La historia comienza cuando un escritor inmerso en una severa crisis creativa recala en un pueblo de la sierra gaditana, La Carcoma, en busca de la soledad y tranquilidad necesaria para acabar su libro. Lo que encuentra, en cambio, es la hostilidad de una gente que abomina de los forasteros (en sintonía con la reciente “turismofobia”) y unas misteriosas marcas que aparecen en la cabaña, desde el número 12 y hacia atrás. Con este planteamiento, se sucede un thriller donde Fopiani mezcla diversos géneros:

Hay una incursión al terreno de lo sobrenatural, porque la naturaleza de los números es cuanto menos ambigua. 

Hay novela negra, como no, cuando un guardia civil con un particular defecto en el habla se hace con las riendas del caso.
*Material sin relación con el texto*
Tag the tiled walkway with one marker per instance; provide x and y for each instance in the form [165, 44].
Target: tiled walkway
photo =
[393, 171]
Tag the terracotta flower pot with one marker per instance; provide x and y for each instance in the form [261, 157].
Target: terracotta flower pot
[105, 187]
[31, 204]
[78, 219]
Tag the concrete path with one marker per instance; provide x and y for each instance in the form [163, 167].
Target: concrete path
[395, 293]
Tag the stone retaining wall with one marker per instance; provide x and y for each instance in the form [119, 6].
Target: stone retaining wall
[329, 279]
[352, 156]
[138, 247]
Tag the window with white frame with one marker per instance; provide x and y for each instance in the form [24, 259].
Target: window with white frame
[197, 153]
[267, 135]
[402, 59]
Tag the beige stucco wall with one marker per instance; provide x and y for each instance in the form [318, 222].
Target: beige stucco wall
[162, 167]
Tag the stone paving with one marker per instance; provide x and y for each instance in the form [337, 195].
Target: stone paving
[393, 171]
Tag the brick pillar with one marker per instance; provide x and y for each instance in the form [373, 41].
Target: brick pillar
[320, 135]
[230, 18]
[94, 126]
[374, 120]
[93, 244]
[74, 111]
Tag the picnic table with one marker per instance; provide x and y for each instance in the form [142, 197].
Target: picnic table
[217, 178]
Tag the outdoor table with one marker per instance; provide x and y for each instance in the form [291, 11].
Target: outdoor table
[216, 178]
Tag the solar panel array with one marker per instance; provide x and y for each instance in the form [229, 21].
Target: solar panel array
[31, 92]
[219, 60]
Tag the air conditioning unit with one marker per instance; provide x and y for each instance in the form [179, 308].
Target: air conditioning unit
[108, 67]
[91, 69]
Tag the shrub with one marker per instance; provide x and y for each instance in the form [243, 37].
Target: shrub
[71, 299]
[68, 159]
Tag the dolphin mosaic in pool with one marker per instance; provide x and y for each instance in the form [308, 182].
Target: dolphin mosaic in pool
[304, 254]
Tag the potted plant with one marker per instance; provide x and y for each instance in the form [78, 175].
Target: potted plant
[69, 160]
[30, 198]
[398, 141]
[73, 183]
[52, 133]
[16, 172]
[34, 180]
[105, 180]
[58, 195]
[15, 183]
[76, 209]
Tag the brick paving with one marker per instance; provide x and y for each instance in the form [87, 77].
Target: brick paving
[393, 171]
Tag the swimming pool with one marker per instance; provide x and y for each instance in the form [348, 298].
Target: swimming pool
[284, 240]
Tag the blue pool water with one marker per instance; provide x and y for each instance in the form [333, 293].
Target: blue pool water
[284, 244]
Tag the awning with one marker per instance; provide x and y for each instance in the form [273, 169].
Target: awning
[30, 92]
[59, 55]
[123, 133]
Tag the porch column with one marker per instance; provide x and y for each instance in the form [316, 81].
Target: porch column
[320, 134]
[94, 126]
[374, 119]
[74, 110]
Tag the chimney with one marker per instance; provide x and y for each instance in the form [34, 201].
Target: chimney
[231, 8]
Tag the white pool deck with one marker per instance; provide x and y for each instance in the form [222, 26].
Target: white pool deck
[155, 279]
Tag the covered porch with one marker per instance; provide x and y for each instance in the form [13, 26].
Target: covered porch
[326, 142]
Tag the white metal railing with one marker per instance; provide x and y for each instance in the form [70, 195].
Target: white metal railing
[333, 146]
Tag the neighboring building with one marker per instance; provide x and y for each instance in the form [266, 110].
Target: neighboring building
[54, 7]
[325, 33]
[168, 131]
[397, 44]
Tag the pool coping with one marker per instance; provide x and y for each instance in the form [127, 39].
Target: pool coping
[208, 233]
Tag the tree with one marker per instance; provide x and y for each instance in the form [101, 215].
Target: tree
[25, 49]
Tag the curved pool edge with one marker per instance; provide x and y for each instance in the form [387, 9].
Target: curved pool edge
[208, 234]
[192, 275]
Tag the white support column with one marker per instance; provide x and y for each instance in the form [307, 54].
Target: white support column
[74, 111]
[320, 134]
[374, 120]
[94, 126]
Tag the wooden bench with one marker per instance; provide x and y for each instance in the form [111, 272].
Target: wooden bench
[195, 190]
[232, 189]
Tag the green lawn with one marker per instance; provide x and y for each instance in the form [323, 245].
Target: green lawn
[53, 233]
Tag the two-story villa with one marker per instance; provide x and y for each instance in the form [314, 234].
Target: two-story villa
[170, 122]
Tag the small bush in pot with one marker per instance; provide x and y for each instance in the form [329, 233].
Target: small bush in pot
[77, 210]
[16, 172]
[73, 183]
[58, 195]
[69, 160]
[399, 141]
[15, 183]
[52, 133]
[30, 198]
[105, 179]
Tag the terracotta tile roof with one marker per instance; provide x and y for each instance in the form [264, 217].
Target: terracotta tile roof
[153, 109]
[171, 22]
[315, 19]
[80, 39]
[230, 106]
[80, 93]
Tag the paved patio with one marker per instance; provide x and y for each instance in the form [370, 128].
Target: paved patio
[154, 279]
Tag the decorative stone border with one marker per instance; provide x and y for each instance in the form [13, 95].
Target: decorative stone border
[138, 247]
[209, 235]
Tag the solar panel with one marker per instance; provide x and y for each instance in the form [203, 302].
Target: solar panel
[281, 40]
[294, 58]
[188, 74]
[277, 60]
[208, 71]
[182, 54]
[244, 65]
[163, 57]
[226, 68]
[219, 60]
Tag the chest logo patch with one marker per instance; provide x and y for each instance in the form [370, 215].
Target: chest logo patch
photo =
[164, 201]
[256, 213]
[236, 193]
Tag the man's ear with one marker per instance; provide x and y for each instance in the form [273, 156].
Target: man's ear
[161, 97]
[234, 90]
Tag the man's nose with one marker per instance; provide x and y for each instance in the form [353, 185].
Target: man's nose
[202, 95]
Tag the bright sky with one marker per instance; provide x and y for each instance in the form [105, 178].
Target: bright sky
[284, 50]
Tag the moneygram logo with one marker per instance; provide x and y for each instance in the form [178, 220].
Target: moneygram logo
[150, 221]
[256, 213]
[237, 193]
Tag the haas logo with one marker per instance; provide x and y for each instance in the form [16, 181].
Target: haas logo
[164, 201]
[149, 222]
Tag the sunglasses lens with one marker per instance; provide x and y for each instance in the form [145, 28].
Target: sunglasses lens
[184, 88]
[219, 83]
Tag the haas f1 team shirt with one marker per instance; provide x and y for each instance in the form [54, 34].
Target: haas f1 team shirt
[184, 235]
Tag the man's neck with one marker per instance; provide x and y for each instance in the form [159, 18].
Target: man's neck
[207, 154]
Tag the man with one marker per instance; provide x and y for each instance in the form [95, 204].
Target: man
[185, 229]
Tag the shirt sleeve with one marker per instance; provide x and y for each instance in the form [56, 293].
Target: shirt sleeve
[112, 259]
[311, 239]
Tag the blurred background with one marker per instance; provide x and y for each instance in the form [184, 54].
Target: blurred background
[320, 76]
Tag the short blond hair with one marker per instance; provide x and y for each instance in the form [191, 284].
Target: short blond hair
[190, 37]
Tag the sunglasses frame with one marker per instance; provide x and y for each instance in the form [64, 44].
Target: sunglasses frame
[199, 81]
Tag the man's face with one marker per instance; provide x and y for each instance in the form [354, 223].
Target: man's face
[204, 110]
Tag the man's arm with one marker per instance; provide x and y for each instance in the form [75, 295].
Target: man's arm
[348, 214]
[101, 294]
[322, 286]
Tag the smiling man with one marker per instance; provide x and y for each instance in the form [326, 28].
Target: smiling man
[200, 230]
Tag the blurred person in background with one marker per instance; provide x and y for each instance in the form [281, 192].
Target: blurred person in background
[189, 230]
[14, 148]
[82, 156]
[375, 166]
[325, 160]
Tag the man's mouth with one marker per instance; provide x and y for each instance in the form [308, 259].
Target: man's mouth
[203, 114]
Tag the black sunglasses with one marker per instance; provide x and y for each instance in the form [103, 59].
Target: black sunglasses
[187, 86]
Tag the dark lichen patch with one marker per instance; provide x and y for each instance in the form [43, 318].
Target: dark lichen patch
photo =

El hecho de que el guardia civil infunda algo de compasión en el lector ya retuerce un poco al típico antihéroe de estas novelas, que aunque suele tener, digamos, un pasado difícil, diversos traumas, no suele ser ridiculizado. 

Para acabar, Fopiani añade localismos (el habla gaditana del mecánico, la tostada de sobrasada, el chiringuito de la playa donde comienza todo) y remata así el adobo de una historia que tiene la virtud de enganchar, dejar en tensión y sorprender al lector. 
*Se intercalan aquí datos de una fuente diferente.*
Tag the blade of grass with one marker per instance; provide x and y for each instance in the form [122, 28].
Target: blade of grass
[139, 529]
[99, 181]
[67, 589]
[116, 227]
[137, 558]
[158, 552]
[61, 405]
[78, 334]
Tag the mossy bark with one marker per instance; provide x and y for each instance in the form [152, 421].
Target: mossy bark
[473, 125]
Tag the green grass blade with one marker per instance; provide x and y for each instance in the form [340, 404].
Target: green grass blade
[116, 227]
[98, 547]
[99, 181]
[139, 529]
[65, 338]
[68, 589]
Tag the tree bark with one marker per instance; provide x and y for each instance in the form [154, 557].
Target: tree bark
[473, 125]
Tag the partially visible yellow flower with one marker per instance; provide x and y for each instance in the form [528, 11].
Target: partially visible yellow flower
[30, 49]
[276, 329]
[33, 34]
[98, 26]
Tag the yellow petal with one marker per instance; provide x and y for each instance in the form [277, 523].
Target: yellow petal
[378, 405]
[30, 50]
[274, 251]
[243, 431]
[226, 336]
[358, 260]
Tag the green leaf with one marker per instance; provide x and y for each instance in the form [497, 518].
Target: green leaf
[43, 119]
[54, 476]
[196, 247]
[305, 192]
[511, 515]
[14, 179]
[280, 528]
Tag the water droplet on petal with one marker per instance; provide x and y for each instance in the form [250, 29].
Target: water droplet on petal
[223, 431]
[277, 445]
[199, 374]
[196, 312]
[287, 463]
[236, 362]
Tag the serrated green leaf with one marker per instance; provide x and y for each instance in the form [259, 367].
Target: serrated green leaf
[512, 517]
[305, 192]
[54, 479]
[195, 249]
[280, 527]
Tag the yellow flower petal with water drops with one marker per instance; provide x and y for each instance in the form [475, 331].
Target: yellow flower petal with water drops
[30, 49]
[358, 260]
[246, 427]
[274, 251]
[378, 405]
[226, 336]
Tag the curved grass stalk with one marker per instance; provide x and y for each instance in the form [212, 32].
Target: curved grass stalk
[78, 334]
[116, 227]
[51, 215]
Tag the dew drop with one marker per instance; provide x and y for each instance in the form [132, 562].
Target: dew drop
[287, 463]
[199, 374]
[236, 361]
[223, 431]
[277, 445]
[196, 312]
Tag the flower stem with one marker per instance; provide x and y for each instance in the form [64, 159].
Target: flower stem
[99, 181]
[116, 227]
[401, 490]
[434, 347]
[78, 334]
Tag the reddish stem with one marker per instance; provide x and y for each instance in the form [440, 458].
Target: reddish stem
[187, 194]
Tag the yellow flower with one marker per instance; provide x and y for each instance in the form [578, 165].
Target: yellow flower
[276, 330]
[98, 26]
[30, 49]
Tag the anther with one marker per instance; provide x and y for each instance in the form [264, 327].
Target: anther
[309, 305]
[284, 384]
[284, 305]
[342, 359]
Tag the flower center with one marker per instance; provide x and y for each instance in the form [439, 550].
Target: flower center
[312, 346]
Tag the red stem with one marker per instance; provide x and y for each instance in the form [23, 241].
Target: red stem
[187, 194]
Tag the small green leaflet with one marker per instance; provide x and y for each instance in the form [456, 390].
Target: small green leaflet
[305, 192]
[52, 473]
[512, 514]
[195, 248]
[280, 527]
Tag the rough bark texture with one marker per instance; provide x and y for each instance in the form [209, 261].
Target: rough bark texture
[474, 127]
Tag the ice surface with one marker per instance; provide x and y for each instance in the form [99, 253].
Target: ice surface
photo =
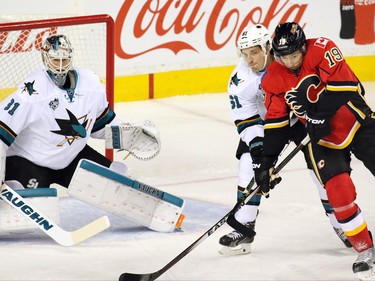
[294, 238]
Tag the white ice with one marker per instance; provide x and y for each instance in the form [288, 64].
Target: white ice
[294, 239]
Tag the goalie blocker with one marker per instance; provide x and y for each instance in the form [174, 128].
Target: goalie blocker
[125, 197]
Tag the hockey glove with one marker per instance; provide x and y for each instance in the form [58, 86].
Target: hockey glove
[263, 167]
[317, 124]
[266, 179]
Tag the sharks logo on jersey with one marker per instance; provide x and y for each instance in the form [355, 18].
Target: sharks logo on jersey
[54, 103]
[235, 80]
[72, 129]
[29, 88]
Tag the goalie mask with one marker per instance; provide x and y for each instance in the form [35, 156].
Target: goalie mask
[57, 55]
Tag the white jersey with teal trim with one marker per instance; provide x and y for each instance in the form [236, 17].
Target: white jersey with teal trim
[49, 126]
[246, 98]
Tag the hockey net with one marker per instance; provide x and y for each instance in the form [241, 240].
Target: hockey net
[91, 36]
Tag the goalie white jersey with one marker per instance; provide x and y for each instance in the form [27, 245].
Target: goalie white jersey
[246, 98]
[48, 125]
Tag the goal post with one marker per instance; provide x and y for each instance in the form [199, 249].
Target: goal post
[92, 38]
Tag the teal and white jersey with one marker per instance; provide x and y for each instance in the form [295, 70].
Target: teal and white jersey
[246, 99]
[48, 125]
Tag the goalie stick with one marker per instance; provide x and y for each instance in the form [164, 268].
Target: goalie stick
[154, 275]
[61, 236]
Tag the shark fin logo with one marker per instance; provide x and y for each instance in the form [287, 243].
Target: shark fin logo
[72, 128]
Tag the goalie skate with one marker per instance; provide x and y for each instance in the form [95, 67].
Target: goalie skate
[363, 266]
[235, 243]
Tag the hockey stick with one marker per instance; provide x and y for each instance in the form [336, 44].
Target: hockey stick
[61, 236]
[154, 275]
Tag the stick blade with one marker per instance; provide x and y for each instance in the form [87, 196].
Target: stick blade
[136, 277]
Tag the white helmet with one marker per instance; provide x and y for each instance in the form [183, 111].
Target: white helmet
[57, 55]
[254, 35]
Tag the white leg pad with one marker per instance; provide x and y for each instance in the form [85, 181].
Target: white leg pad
[45, 199]
[125, 197]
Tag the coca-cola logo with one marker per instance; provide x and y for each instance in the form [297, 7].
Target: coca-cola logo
[184, 17]
[213, 22]
[22, 42]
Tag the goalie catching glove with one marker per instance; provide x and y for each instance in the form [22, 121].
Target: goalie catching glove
[140, 140]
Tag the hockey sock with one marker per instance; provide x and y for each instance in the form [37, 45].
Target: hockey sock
[341, 194]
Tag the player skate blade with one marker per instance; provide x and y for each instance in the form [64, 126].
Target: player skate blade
[368, 275]
[242, 249]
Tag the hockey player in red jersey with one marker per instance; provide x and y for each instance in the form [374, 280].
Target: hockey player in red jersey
[312, 79]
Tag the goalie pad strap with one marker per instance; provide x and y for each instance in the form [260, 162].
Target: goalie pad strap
[125, 197]
[100, 170]
[116, 137]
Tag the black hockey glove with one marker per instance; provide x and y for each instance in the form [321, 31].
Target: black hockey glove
[263, 168]
[266, 179]
[317, 124]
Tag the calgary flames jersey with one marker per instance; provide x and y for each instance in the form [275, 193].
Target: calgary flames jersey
[324, 83]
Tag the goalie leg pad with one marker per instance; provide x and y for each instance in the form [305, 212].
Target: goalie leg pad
[125, 197]
[45, 199]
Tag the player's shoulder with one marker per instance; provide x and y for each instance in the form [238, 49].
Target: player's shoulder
[86, 73]
[35, 87]
[319, 45]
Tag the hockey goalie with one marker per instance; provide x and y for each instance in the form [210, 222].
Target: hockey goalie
[45, 127]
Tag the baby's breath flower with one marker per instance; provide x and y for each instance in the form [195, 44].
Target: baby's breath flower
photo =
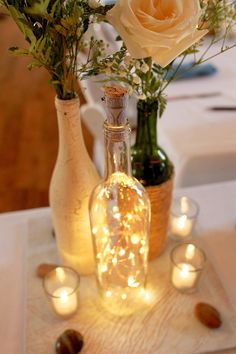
[122, 73]
[136, 80]
[108, 71]
[128, 60]
[144, 68]
[142, 97]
Fopiani dosifica bien la intriga, crea callejones sin salida, sorprende, maneja a la perfección las convenciones del género y añade algo más. Quizá la visión de un lugar rural y remoto, con sus habitantes reservados y huraños, donde las ofensas se guardan y no se olvidan, sea un tópico urbanita. También entronca con esa España negra que siempre es rural, la resolución del crimen de Diana Quer hace pocas horas añade más leña a este fuego. En cualquier caso, les recomiendo un paseo por La Carcoma, con precaución porque por allí pulula una fauna variopinta. Y seguir a Fopiani (nacido en 1990) en su nueva faceta de novelista.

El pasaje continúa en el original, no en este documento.